This will help to create significantly less similar frames for different states of the same frame.
Similar to actions as to overlays—action that triggers other object and not the one that catches the action—it would be very useful to have an ability to influence other objects within the top frame. E.g. click an element and it triggers 1) hiding/showing another element in the top frame or 2) change state of an element in case the element is a component instance.
For example, lets imagine design of a week calendar like in Google Calendar with 7 days of a week. In the header there is a button “show/hide weekend”. The calendar itself is auto layout with 7 columns for each day. Instead of creating 2 separate identical frames—one for 7 days and another for 5 days to switch between them—it could be enough to have just one frame for both options if the “show/hide weekend” had an action to turn visibility of two weekend columns within the week auto layout on or off.

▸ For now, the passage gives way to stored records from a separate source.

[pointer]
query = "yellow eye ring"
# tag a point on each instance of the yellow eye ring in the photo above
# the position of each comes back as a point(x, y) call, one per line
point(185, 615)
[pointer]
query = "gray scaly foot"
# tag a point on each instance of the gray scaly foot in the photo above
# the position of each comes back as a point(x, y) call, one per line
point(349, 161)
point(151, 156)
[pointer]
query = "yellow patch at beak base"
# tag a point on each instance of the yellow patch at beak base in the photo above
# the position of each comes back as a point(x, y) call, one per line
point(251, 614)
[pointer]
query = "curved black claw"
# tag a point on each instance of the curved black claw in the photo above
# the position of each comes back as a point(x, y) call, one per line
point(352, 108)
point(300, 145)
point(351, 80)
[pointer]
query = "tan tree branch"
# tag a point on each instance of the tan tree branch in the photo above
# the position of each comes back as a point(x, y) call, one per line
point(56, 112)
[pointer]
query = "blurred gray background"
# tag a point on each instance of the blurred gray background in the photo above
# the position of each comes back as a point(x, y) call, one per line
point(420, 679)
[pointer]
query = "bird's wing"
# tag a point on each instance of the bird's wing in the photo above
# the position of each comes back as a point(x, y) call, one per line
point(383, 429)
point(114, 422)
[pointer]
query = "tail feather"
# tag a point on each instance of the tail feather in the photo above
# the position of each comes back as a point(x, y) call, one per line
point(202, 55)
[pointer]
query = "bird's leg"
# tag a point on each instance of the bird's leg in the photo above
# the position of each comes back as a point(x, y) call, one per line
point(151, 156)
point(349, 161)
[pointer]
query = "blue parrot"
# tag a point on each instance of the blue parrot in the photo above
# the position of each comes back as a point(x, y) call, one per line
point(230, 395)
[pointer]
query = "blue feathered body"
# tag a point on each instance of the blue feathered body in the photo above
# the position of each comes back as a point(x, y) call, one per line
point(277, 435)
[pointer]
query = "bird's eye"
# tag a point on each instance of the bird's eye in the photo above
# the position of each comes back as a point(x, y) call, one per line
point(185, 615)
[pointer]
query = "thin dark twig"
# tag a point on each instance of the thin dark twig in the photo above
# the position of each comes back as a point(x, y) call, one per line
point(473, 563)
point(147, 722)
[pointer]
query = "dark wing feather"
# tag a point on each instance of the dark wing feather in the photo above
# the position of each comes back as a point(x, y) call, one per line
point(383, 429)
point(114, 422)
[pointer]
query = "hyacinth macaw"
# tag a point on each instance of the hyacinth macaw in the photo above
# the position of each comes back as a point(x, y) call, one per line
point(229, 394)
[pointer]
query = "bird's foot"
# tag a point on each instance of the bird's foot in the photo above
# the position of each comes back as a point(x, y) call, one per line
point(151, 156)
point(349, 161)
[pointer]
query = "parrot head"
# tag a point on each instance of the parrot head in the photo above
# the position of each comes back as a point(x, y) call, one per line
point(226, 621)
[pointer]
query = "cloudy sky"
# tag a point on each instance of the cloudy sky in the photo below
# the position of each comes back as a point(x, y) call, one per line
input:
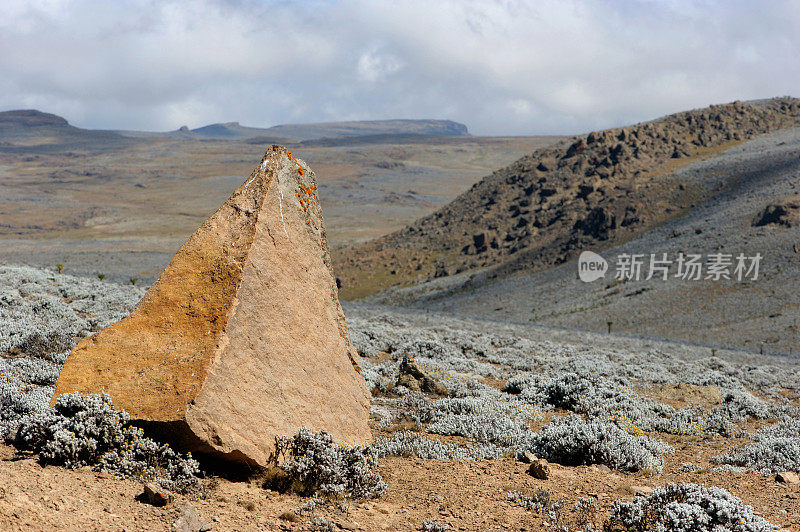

Now imagine that there are one more element in this calendar: an additional tasklist and button to show/hide the tasklist. Right now, without ability to trigger state or visibility change of other objects in a frame we need to have 4 identical frames to check all possible states of the calendar week: a) 7 days, not tasklist, b) 5 days, no tasklist, c) 7 days with tasklist, d) 5 days with tasklist.
Instead, we could just do all this within just one frame should there be a possibility to trigger visibility change of 2 weekend days and the tasklist.